Egyptian President Abdel Fattah el-Sisi agreed to open the Rafah crossing into Gaza to humanitarian aid – after US President Joe Biden spoke with the leader for more than an hour on Air Force One, the president said.
“He agreed that what he would do is open the gate to do two things. One: let up to 20 trucks through to begin with,” Biden told reporters who were traveling with him on his way back from Israel. “My ambassador is— in Cairo now, he’s going to coordinate this. He has my authority to do what is needed to get it done.”
He said he’d been speaking to Sisi the whole time Air Force One was on the tarmac of Ramstein Air Force Base for a refuel. Biden was speaking just over an hour after the plane had landed. “That’s why we haven’t taken off,” he said.
The road into Gaza had to be fixed and potholes filled before the trucks could pass, the president said. He said it would take about eight hours on Thursday to get the work done, and he expected the trucks to be rolling Friday.

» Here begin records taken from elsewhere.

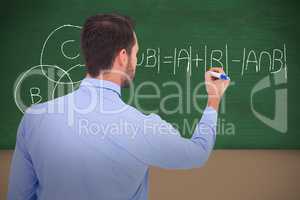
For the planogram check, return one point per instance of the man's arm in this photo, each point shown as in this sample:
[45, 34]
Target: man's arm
[22, 180]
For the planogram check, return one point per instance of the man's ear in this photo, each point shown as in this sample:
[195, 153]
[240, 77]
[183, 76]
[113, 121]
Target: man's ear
[122, 58]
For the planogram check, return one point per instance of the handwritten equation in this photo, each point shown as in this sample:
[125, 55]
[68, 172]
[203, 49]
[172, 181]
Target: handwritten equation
[273, 60]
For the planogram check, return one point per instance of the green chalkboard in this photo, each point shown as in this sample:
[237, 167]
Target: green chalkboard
[256, 42]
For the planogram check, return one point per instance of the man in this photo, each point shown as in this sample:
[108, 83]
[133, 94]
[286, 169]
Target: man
[89, 144]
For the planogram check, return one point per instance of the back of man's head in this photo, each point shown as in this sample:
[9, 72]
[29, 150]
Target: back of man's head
[102, 37]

The crossing would open only to get aid in, Biden said, not for evacuations.
“For this purpose, not to allow a lot of people out but for this purpose,” he said.
He called it a “very blunt negotiation” with Sisi.
“The commitment is if in fact they cross the border, the UN is going to be on the other side — and then distributing, which is going to take a little time to set up,” he said.
He said that he’d made a commitment that “if Hamas confiscates it or doesn’t let it get through – then it’s going to end. Because we’re not going to be sending humanitarian aid to Hamas.”
Biden called Sisi “very accommodating” and said he deserved some “real credit” for the agreement.